Grüne üben Streitkultur

Wegen der Genehmigung des Kohlekraftwerks Moorburg debattiert die GAL am Donnerstag über ihr Ausscheiden aus dem schwarz-grünen Bündnis. Mehrheit für Koalition gilt als wahrscheinlich

Das Kohlekraftwerk von Vattenfall soll eine elektrische Leistung von 1.654 Megawatt und 650 Megawatt Fernwärme haben. Auflagen sehen vor, dass der Betrieb des Meilers voraussichtlich an durchschnittlich 250 Tagen im Jahr gedrosselt werden muss. Vattenfall wertet derzeit die 746 Seiten starken Genehmigungsunterlagen für das mehr als zwei Milliarden Euro teure Projekt aus, juristische Schritte sind möglich.  TAZ

VON SVEN-MICHAEL VEIT

Am Donnerstagabend kommt es zum Schwur. Die GAL entscheidet auf einer Mitgliederversammlung im Bürgerhaus Wilhelmsburg über den Fortbestand der schwarz-grünen Koalition in Hamburg. Erwartet wird allenthalben eine lange und kontroverse Debatte – mit ungewissem Ausgang. Auf dem Tisch liegen bislang zwei Anträge, das Bündnis mit der CDU zu beenden, sowie ein Antrag des Landesvorstandes, in der Koalition zu bleiben.

Zu der Versammlung werden rund 400 der knapp 1.300 Parteimitglieder erwartet. Beobachter gehen bislang davon aus, dass sich die Basis mehrheitlich für einen Verbleib der Grünen in der erst rund fünf Monate alten Koalition aussprechen wird. Die Prognosen schwanken zwischen 60 und 80 Prozent Ja-Stimmen.

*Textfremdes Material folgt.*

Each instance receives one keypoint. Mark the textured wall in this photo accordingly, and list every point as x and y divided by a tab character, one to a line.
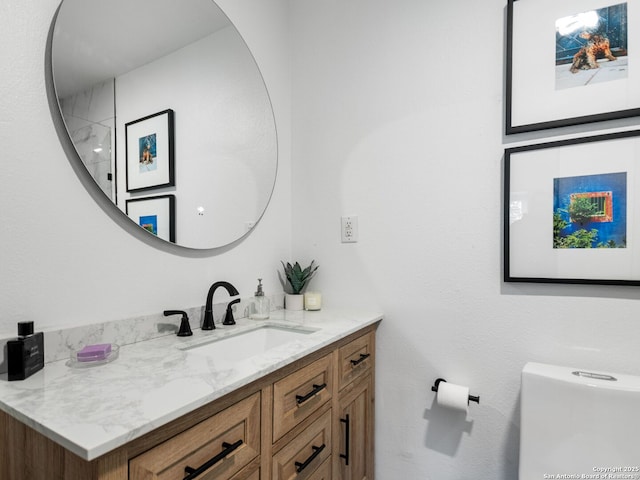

Grund für den innergrünen Konflikt ist die Genehmigung für das umstrittene Steinkohlekraftwerk Moorburg, die Umweltsenatorin Anja Hajduk (GAL) am Dienstag voriger Woche erteilt hat. Damit wurde eines der zentralen Versprechen der GAL aus dem Wahlkampf nicht erfüllt – oder sogar „gebrochen“, wie die Kritiker finden.

Die Spitzenkandidatin und jetzige Zweite Bürgermeisterin Christa Goetsch hatte sich noch zwei Wochen vor der Wahl auf die Aussage festgelegt: „Mit uns wird keine Erlaubnis für das Kraftwerk erteilt werden.“ Und Hajduk, damals Parteivorsitzende, erklärte noch am 6. März zur Aufnahme von Koalitionsverhandlungen mit der Union: „Die CDU weiß, dass wir das Kraftwerk nicht akzeptieren.“ Nun hat sie selbst das größte Steinkohlekraftwerk Deutschlands genehmigt, wenn auch mit hohen Umweltauflagen zum Schutz der Elbe (siehe Kasten).

Die beiden Anträge aus den Kreisen Altona und Nord fordern nun die sofortige Beendigung des schwarz-grünen Bündnisses. In dem von drei Mitgliedern unterzeichneten Altonaer Antrag heißt es, Hajduk habe mit der Genehmigung des Kraftwerks „eines der zentralen grünen Wahlversprechen gebrochen“. Die GAL entschuldige sich ausdrücklich bei ihren WählerInnen dafür, „die Möglichkeiten zur Verhinderung des Kraftwerks nicht richtig eingeschätzt zu haben“. Deshalb sei der Koalitionsvertrag mit der CDU zu kündigen.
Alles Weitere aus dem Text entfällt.